Zhou Hongyi, founder of Chinese internet security giant 360 and a member of the national Chinese political advisory body, told reporters that the next step for artificial intelligence is to convert large, general models into autonomous agents that can cooperate across tasks. Zhou argued that familiar large models today function largely as “chatbots” and that only by turning those models into embodied or operational agents — and enabling collaboration among multiple such agents — will AI achieve meaningful industrial adoption.
Zhou framed the debate in grand terms: the original ambition of artificial intelligence was to create an “infinite supply” of human intellect, and its use should therefore not be constrained by individual sectors. His remarks echo a growing consensus in industry and research that the capabilities demonstrated by large language models (LLMs) are an early phase, and that production applications will require systems that can perceive, act, coordinate and persist in real‑world environments.

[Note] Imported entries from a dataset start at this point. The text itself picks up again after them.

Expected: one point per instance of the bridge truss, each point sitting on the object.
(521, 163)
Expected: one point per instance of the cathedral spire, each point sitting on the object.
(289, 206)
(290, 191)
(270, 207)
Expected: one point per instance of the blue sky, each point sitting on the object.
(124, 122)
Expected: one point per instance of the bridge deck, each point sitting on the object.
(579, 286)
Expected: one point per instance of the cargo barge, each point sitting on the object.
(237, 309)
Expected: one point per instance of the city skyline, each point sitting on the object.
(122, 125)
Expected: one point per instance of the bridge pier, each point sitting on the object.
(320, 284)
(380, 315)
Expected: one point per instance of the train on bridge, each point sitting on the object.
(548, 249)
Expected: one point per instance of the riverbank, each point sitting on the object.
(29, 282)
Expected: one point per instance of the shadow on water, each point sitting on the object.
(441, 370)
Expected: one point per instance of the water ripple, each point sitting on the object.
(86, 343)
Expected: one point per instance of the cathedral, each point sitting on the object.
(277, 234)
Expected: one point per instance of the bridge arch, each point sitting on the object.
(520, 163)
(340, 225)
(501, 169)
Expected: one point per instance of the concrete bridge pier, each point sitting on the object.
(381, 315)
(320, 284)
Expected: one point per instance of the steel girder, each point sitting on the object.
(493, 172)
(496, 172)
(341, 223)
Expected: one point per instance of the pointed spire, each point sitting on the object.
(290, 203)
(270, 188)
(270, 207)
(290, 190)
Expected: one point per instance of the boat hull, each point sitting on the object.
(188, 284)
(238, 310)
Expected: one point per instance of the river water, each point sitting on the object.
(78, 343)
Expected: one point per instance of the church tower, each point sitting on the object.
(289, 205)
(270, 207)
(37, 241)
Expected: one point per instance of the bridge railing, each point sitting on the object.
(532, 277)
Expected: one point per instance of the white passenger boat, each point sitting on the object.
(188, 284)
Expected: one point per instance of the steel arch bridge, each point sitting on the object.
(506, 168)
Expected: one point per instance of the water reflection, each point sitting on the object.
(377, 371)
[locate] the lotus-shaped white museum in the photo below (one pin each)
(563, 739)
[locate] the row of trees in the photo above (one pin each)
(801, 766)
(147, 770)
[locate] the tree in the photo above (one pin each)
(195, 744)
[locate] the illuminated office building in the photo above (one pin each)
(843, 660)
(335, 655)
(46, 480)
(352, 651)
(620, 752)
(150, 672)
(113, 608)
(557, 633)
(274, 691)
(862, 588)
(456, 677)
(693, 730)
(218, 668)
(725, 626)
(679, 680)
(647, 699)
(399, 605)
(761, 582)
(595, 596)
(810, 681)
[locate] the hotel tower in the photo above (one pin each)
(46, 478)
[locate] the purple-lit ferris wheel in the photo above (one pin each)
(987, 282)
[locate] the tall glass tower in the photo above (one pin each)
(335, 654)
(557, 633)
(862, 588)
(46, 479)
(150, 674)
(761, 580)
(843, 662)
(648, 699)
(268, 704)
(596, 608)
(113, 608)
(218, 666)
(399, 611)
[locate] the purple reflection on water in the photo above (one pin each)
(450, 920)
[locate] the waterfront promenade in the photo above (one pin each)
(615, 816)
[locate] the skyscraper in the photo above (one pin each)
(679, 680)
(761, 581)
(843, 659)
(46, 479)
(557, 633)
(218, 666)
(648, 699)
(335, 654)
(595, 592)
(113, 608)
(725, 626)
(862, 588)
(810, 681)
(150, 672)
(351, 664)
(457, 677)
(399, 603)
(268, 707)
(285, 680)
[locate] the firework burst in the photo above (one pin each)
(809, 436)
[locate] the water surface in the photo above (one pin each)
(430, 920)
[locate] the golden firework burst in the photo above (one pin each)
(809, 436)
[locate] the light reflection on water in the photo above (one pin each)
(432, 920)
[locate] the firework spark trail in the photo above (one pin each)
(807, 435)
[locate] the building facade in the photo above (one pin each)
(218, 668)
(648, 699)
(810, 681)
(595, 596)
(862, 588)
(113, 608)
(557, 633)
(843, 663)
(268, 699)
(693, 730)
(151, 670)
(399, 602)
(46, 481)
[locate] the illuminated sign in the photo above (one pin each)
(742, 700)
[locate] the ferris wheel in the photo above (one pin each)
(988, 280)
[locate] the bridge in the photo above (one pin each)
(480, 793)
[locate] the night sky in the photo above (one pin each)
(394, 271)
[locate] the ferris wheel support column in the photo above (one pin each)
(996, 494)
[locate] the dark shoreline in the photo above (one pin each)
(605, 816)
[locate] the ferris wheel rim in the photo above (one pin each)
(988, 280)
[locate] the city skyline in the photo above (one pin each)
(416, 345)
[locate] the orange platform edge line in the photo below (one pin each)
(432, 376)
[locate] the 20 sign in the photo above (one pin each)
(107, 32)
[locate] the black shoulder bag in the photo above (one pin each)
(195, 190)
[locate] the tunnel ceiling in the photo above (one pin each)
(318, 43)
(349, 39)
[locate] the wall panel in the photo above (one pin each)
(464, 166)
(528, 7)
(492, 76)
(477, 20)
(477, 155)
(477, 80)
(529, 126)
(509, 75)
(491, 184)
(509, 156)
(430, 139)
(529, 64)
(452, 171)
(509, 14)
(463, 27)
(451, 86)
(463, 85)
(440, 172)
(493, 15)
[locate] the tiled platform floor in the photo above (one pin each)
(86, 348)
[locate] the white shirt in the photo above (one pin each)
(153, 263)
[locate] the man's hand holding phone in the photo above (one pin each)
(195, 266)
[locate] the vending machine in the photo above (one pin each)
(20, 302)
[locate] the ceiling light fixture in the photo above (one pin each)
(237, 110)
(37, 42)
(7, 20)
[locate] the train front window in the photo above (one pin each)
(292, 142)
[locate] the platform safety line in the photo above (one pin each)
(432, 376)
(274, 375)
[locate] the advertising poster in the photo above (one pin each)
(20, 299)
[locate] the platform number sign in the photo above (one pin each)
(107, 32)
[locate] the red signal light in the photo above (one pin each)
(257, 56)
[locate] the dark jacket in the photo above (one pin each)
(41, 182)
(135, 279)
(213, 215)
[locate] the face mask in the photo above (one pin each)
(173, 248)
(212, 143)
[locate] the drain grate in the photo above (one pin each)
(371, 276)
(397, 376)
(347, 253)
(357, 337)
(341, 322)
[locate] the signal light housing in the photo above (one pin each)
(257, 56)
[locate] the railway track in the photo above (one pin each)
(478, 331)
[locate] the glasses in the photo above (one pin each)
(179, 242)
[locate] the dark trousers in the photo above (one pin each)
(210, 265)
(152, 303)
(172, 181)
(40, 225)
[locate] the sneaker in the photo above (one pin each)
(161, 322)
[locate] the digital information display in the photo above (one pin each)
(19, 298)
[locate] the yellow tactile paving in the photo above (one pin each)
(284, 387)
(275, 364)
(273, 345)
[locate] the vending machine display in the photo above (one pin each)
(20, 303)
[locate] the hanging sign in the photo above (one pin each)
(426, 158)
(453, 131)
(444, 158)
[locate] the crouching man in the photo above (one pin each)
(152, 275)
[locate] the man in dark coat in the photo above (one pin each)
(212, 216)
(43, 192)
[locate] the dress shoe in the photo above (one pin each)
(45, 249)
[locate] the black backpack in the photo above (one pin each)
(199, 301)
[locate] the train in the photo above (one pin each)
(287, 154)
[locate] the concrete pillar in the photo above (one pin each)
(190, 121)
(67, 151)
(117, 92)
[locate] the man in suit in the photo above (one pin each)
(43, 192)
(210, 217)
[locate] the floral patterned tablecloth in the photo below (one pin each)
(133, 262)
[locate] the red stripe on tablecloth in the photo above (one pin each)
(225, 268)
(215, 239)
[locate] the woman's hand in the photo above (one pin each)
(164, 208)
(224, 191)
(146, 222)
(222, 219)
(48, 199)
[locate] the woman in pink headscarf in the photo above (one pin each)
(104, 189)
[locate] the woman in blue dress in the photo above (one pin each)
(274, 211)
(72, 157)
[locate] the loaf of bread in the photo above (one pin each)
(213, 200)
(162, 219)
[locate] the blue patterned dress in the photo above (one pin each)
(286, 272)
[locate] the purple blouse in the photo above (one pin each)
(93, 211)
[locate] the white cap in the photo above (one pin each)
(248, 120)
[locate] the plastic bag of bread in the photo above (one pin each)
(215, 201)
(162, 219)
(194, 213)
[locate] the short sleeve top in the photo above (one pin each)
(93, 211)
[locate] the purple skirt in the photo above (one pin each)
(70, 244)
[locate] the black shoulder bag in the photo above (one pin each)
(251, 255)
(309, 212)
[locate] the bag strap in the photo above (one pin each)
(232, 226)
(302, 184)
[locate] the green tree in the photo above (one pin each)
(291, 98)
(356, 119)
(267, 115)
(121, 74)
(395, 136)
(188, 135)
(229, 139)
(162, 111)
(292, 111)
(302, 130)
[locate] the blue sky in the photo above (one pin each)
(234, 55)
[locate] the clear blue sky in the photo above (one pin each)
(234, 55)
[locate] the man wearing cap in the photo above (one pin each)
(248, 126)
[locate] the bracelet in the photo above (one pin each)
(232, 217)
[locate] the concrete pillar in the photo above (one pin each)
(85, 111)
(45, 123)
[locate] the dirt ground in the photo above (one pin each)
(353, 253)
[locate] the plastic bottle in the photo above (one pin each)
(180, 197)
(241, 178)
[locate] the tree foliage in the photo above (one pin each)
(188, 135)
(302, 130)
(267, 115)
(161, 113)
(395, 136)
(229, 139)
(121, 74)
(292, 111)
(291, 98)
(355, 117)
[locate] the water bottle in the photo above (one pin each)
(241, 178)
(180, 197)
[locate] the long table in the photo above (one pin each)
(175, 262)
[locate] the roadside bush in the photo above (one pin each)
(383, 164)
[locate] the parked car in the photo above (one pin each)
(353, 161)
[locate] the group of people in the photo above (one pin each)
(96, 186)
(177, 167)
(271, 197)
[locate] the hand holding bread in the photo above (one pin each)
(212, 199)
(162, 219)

Technically, the difference Zhou highlights is important. A large language model excels at pattern completion and conversational tasks, but struggles with continuous decision‑making, managing stateful workflows, interacting with external hardware, and handling the complexities of physical environments. Agents — software systems that combine a model with tools, memory, policies and interfaces to sensors and actuators — can decompose complex tasks, call specialised services, and coordinate with other agents to achieve goals that no single model could handle alone.
China’s industrial strategy and private sector ambitions give extra weight to Zhou’s prescription. Domestic cloud providers, robotics startups and enterprise software vendors are racing to translate model research into factory automation, logistics orchestration, customer service automation and healthcare workflows. If multi‑agent architectures prove decisive, companies that can provide orchestration layers, secure data pipes, and trusted integration with industrial control systems stand to capture much of the economic value.
But the path is neither short nor straightforward. Turning models into reliable agents requires progress on perception, long‑horizon planning, safe exploration, simulators for transfer to reality, bandwidth‑efficient orchestration, and governance frameworks for accountability and data protection. Enterprises face additional hurdles: legacy systems integration, regulatory compliance, and the need for measurable return on investment rather than proofs‑of‑concept that look impressive but do not scale.
Zhou’s remarks should be read as both a technical assessment and a strategic nudge. For Chinese industry and policymakers, the message is to move investment and experimentation from isolated LLM research towards engineered systems that combine models, software engineering, robotics and secure cloud infrastructure. Globally, the debate over agents versus models will shape which firms and nations lead the next phase of AI deployment — and how rapidly the technology moves from lab demonstrations into everyday economic use.